I wonder why there is no First/Last Aggregate function in T-SQL? It's something I have to do so frequently, and I have tried several workarounds with windowed LAST_VALUE() and FIRST_VALUE(), with subqueries, with WITH statement views, but I feel like there has got to be a best way to do this?
Example Data and Workarounds tbl
id | group | order | fact |
---|---|---|---|
01 | 1 | 1 | 101 |
02 | 1 | 2 | 105 |
03 | 2 | 1 | 103 |
... | ... | ... | ... |
SELECT DISTINCT group
,LAST_VALUE(fact)
OVER(PARTITION BY group
ORDERBY order
RANGE BETWEEN UNBOUNDED PRECEDING
AND UNBOUNDED FOLLOWING
) AS LastFact
from tbl
This works fine unless I want to include the id or order columns. The order is usually a datetime, and I usually do want to include it, so then I have to join this table back to itself.
WITH cte AS (
SELECT group
,MAX(order)
FROM tbl
GROUP BY group
)
SELECT t.id
,t.group
,t.order
,t.fact
FROM tbl t
JOIN cte c
ON t.group = c.group AND t.order = c.order
WHERE c.group IS NOT NULL and c.order IS NOT NULL
This is also fine, but when I'm working with large queries with lots of WITH statement views I run into realy long runtimes.
Similarly
SELECT t.ID
,t.group
,t.order
,t.fact
FROM tbl t
INNER JOIN (
SELECT group
,MAX(order) as LastOrder
FROM tbl
GROUP BY group) c
ON t.group = c.group and t.order = c.order
this one is fine, but my readability goes south real fast when I have six of these in a query.

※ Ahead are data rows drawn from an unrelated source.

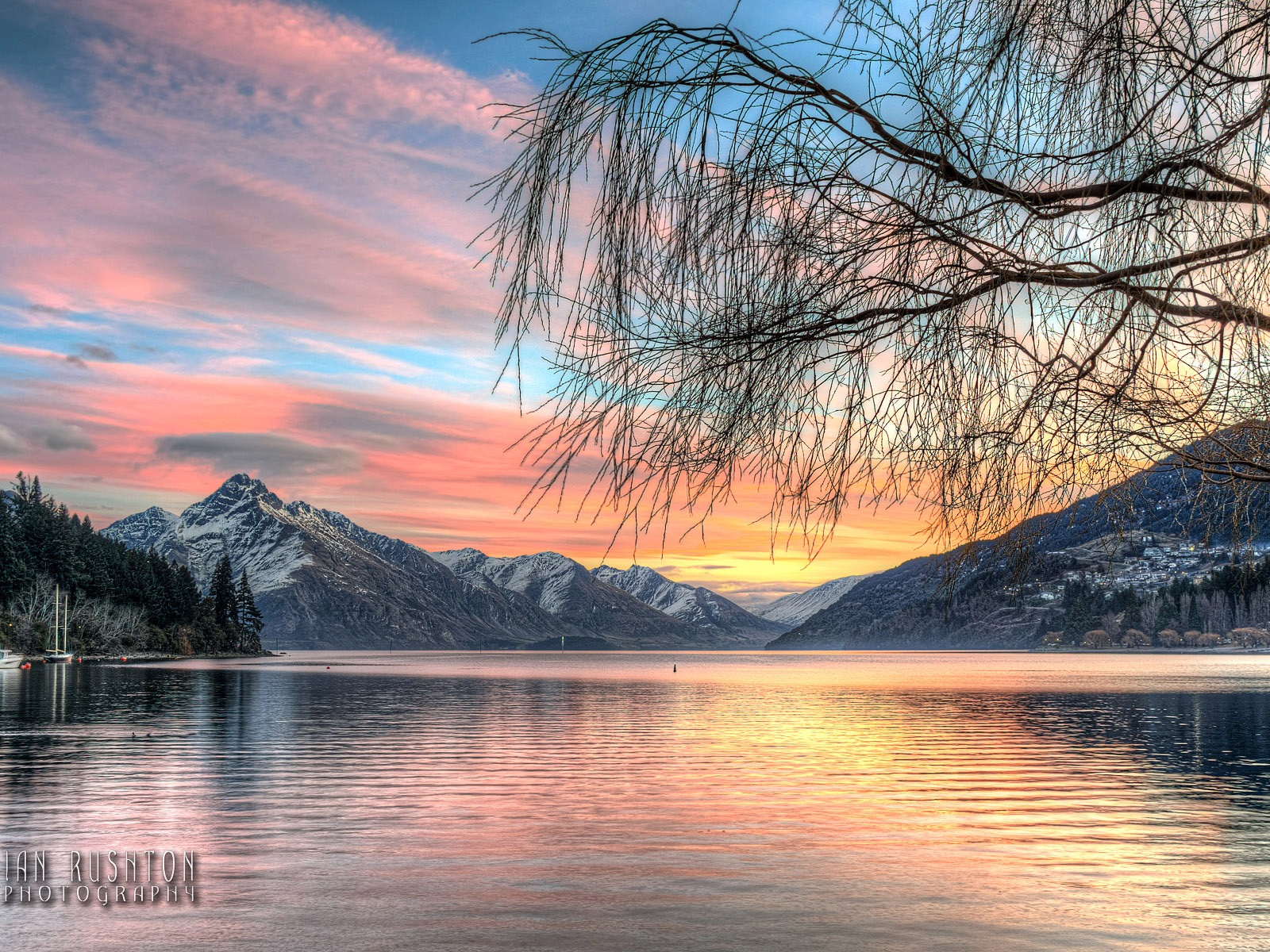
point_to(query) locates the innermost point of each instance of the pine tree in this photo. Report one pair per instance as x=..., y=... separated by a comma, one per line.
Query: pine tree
x=251, y=621
x=225, y=601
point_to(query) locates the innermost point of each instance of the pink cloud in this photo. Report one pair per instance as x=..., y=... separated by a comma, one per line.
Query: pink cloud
x=252, y=160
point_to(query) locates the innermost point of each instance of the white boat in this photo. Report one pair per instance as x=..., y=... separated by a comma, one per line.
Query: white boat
x=61, y=651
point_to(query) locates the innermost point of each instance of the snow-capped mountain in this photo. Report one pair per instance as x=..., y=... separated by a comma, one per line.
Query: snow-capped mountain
x=695, y=606
x=791, y=611
x=324, y=582
x=568, y=592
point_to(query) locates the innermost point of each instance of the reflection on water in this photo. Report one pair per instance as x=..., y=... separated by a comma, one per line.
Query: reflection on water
x=607, y=803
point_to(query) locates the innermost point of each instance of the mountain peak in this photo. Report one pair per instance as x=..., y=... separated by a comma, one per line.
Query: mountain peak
x=244, y=484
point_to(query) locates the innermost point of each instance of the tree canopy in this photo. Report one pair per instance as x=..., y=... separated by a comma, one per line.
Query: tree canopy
x=979, y=253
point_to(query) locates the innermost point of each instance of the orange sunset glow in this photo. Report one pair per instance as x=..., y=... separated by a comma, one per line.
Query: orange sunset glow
x=241, y=239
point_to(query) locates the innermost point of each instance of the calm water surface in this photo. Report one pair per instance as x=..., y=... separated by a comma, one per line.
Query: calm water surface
x=600, y=801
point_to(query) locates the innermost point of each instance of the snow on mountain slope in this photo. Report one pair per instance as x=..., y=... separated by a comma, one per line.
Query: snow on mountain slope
x=791, y=611
x=567, y=590
x=695, y=606
x=324, y=582
x=154, y=528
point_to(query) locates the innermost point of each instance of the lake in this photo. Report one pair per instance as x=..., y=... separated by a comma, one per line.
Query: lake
x=605, y=801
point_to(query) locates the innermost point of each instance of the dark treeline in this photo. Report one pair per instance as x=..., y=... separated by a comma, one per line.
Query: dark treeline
x=1231, y=605
x=120, y=600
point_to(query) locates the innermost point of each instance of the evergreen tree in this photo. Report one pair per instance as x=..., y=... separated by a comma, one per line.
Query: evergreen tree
x=225, y=601
x=251, y=621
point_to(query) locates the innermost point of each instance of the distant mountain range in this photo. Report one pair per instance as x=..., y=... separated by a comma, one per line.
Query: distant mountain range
x=323, y=582
x=797, y=608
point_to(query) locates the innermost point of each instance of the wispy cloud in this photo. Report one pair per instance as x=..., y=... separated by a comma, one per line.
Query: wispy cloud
x=267, y=454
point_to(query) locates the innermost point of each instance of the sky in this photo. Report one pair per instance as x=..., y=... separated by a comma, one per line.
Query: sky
x=238, y=238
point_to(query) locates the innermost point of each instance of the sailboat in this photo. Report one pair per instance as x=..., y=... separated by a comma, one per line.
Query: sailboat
x=61, y=651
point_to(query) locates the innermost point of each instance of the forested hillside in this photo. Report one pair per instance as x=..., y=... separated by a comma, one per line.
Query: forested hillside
x=120, y=600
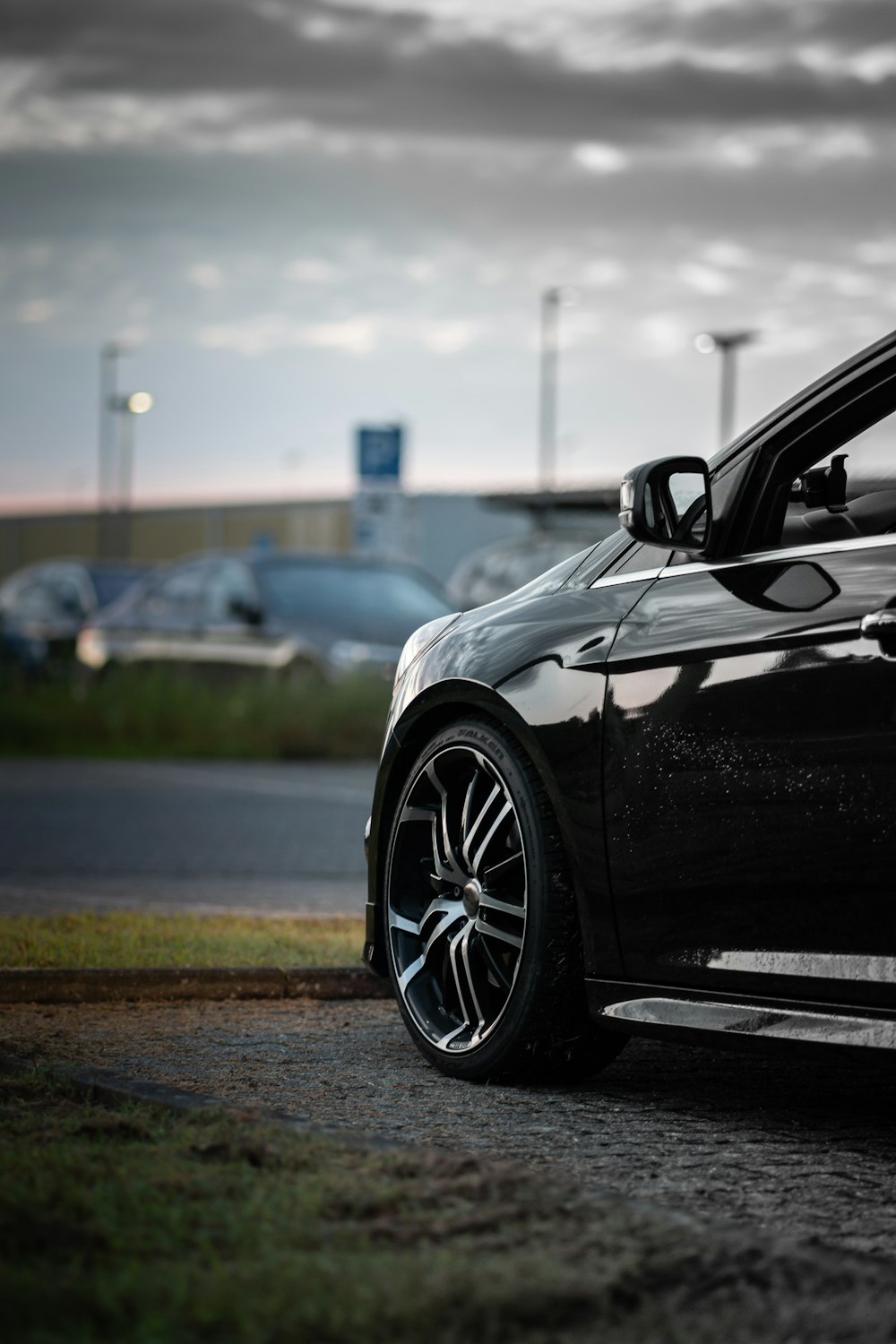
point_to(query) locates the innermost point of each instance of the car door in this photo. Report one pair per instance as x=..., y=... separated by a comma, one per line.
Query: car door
x=164, y=624
x=750, y=780
x=233, y=632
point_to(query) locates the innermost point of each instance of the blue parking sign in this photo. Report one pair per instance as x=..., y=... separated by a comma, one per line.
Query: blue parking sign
x=379, y=453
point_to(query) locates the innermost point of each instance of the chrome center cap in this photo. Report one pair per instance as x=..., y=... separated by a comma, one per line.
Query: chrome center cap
x=471, y=892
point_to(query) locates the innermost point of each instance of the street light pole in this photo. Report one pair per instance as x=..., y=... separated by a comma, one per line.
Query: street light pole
x=552, y=300
x=727, y=344
x=128, y=408
x=109, y=357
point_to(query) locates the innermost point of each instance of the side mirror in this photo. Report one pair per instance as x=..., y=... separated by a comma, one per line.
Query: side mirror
x=668, y=503
x=245, y=610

And because of the organization I'm working in, readability is important. I also seem to recall an instructor at some point advising against subqueries when it can be avoided. Is that true?
My last resort is using a select statement inside the select statement, but this universally results in long runtimes, and they are complicated, and difficult to make work. I couldn't even make an example query work for the purposes of this post.
Are there any workarounds?
Is there really no First/Last aggregate function in T-SQL?
No - there are no such aggregate functions in TSQL. The problem with FIRST
and LAST
is that you need a way of specifying that the rows going into the aggregate should be treated as having some sort of order.
There are aggregate functions of this name implemented in Access but the documentation there indicates that sometimes "the records returned by these functions will be arbitrary" and I'm not an Access developer so not sure what criteria need to be met to be assured that they behave deterministically.
Until fairly recently aggregates in SQL Server have not supported any mechanism for declaring an ordering.
But both APPROX_PERCENTILE_CONT
and STRING_AGG
are TSQL "ordered set" aggregate functions that do allow an order to be specified.
So an aggregate
LAST(city) WITHIN GROUP (order by population)
Could be added. But hasn't been. Itzik Ben Gan discusses these here and specifically calls out FIRST_VALUE
and LAST_VALUE
as being potential candidates to make available as aggregate functions as well as analytic ones.
Or potentially the Oracle approach could be adopted. Which I believe is something like.
max(city) keep (dense_rank first order by population desc)
Though from the response to this feedback item requesting the Oracle approach this option definitely looks unlikely.
Regarding the first option I could find this feature request - currently at 4 votes.